The Silki-Way Of Life...
“Super, das lass’ ich gleich an“, sagte sie zu der netten Verkäuferin und musterte sich noch einmal kritisch im Spiegel. Als sie mit Karte gezahlt hatte und auf dem Gehweg stand, musste sie automatisch an LKL denken. Was der wohl sagen würde, wenn er sie jetzt in ihrem Frottee-Kleid sehen könnte? Wer hätte aber auch vor knapp zwölf Monaten gedacht, dass ausgerechnet dieser Stoff von den internationalen Catwalks den Weg in die Kleiderschränke finden würde. Lange hatte sie sich zu sträuben versucht, doch dieser Stoff umspielte ihre Figur so angenehm, da konnte sogar der graue Rollkragenpulli für die Abendwanderungen am Ruhrufer nicht mehr mithalten.
Und da waren ja auch noch die Freundinnen gewesen, die ihr gut zugeredet hatten. „Silke“, hatten sie Renate, Angelika, Dagmar und Marie beschworen, „Du bleibst doch Du selbst, auch wenn Du einmal einen Modetrend mitmachst, der Dir einfach gut steht.“
Immerhin kam es für Silke an diesem Abend auf alles an.
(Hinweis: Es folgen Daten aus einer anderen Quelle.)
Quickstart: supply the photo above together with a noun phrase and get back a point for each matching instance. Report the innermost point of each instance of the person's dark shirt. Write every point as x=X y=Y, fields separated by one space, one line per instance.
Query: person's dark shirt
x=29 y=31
Das konnte so ein Moment im Leben werden, von dem „frau“ vielleicht träumt, wenn sie ein Bild in blutroter Farbe malt, sich am Meer in den Horizont hineinträumt, oder bei Rotwein und Kerzenlicht in die Stille der Nacht lauscht.
Gleich würde von Schreckenstein, der gefürchtete Literatur-Kritiker, der Henker der Nachwuchsautoren, der Erfinder von „Lemmi & die Schmöker“ über ihre erste Kurzgeschichten-Sammlung urteilen.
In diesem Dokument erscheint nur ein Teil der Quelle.